Ref: Barfoot, Timothy D. State Estimation for Robotics. Cambridge University Press, 2017. Section 5.3

Deriving Cauchy M-Estimator For M.A.P Estimation

We would like to derive a common M-Estimator (Maximum Likelihood Type Estimator), the Cauchy cost function, from the point of view of covariance estimation. Specifically, we would like to derive it from the point-of-view of maximizing the a posteriori distribution.

We will begin with the traditional MAP estimation cost function.

$J(x) = \frac{1}{2} \sum_{n=1}^{N} r(x)^T \Sigma_n^{-1} r(x),$

where $r_n(x)$ is the residual of state $x$ at iteration $n$, and $\Sigma_n$ is the provided covariance at iteration $n$. This provides us with the traditional optimization problem, as provided below.

$\{x^{*}\} = \text{arg min}_x \ J^{'}(x) \ = \ \text{arg min}_x -\text{ln} \ p(x|z)$

In the optimization problem provided above, it is assumed that the covariance is provided a priori. However, this is not always a valid assumption, so, it is desirable to be able to estimation both the state vector and the covariance estimate concurrently. To do so, we can augment our optimization problem as

$\{x^*, \Sigma^*\} = \text{arg min}_{x,\Sigma} \ J^{'}(x,\Sigma) = \ \text{arg min}_{x,\Sigma} -\text{ln} \ p(x|\Sigma, z)p(\Sigma),$

which can be factorized as

$\{x^*, \Sigma^*\} = \text{arg min}_{x,\Sigma} \prod_{n=1}^N \ p(x|\Sigma_n, z_n)p(\Sigma_n).$

Now, we need to provide a prior on our covariance matrix. A commonly utilized prior, due to the fact that it’s a conjugate proir to symmetric nonnegative-definite matrices, is the Inverse Wishart distribution, which is defined as,

$\Sigma_n \sim \mathcal{W}^{-1}(\Psi_n, \nu_n) \quad \text{if} \quad p(\Sigma_n) = \frac{|\Psi_n|^{\nu_n/2}}{2^{\frac{\nu_n\Sigma_n}{2}}\Gamma_{\Sigma_n(\nu_n/2)}} |\Sigma_n|^{-\frac{\nu_n + \Sigma_n +1}{2}} e^{-\frac{1}{2} Tr[\Psi_n\Sigma_n^{-1}]},$

where, $\nu_n$ is the degrees-of-freedom, and $\Psi_n$ is a scaling matrix.

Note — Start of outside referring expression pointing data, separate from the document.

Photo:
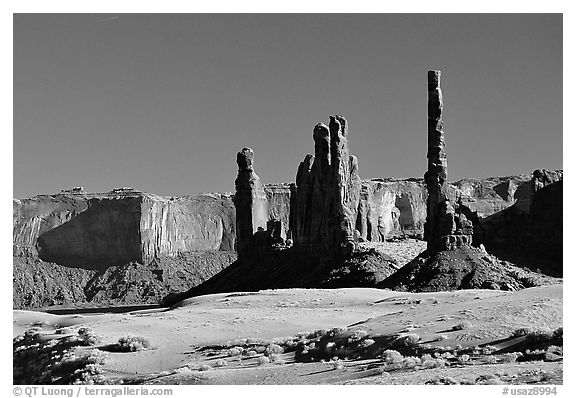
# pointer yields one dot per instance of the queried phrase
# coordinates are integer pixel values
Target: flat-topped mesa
(445, 228)
(250, 201)
(327, 194)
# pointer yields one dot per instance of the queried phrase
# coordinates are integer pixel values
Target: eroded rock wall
(192, 223)
(99, 230)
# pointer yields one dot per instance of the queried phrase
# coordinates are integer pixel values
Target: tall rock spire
(327, 193)
(445, 228)
(250, 201)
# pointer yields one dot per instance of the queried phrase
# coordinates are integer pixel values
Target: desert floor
(189, 335)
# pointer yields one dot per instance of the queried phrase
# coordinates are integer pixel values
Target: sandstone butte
(329, 209)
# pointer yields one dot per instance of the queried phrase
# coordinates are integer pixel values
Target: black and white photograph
(245, 198)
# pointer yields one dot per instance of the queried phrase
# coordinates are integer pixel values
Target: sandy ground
(177, 334)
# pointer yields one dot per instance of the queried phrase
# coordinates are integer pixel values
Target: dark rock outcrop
(38, 284)
(327, 194)
(530, 231)
(463, 268)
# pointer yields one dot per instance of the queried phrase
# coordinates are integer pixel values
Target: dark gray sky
(163, 102)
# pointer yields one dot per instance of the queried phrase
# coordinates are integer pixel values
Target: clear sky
(163, 102)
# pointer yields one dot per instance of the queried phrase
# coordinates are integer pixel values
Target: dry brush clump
(40, 358)
(131, 344)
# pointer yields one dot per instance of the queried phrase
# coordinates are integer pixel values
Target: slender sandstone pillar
(436, 175)
(250, 201)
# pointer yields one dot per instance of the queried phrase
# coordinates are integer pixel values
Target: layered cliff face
(391, 208)
(99, 230)
(103, 229)
(190, 223)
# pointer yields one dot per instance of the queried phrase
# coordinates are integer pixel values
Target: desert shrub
(558, 333)
(429, 362)
(488, 350)
(88, 337)
(37, 360)
(132, 344)
(330, 346)
(282, 340)
(490, 360)
(357, 335)
(337, 331)
(65, 330)
(337, 364)
(464, 358)
(274, 349)
(411, 362)
(408, 340)
(488, 379)
(440, 337)
(367, 343)
(392, 356)
(317, 333)
(235, 351)
(510, 357)
(445, 380)
(553, 354)
(263, 360)
(520, 332)
(291, 344)
(462, 325)
(256, 341)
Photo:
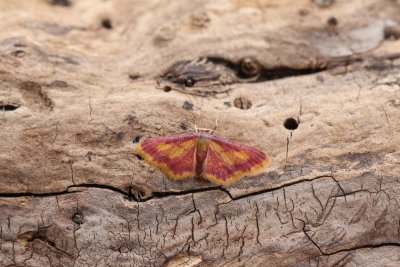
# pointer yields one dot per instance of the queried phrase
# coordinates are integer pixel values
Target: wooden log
(316, 87)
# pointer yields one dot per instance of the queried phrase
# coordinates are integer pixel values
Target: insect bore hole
(8, 107)
(136, 139)
(291, 124)
(189, 82)
(106, 24)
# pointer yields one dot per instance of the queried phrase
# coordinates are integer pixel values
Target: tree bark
(316, 87)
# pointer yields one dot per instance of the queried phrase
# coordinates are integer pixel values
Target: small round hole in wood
(291, 124)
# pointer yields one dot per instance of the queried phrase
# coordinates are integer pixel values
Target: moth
(201, 154)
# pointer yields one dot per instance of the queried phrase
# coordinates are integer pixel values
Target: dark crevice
(248, 68)
(156, 194)
(366, 246)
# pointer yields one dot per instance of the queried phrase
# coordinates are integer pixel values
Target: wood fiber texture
(315, 85)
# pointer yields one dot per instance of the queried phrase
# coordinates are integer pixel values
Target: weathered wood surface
(80, 83)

If we plug the inverse wishart prior into the factorized objective function, we are left with,

$J^{'}(x,\Sigma) = \frac{1}{2} \Sigma_{n=1}^N ( r_n(x)^T \Sigma_n^{-1} r_n(x) - [ \nu_n + \Sigma_n + 2 ] \text{ln}( |\Sigma_n^{-1}| ) ) + Tr[\Psi_n \Sigma_n].$

Now, to find the optimal covariance estimate, we can set the partial derivative of our objective function w.r.t. $\Sigma^{-1}$ equal to zero, as provided below.

$\frac{\partial{J^{'}(x,\Sigma)}}{\partial{\Sigma_n^{-1}}} = \frac{1}{2} r_n(x) r_n(x)^T - \frac{1}{2} [\nu_n + \Sigma_n +2] \Sigma_n + \frac{1}{2} \Psi_n$

Setting the expression provided above equal to zero, we are left with the optimal covariance estimate.

$\Sigma_n(x) = \frac{1}{\nu_n + \Sigma_n +2} \Psi_n + \frac{1}{\nu_n + \Sigma_n +2} r_n(x) r_n(x)^T$

Finally, if we plug our expression for the optimal $\Sigma_n$ back into the objective function, we are left with,

$J^{'}(x) = \frac{1}{2}\sum_{n=1}^N \alpha_n \ \text{ln} \ (1 + r_n(x)^T \Psi_n^{-1} r_n(x)),$

where $\alpha = \nu_n + \Sigma_n + 2$. Which is the same objective function as specified by the Cauchy M-estimator.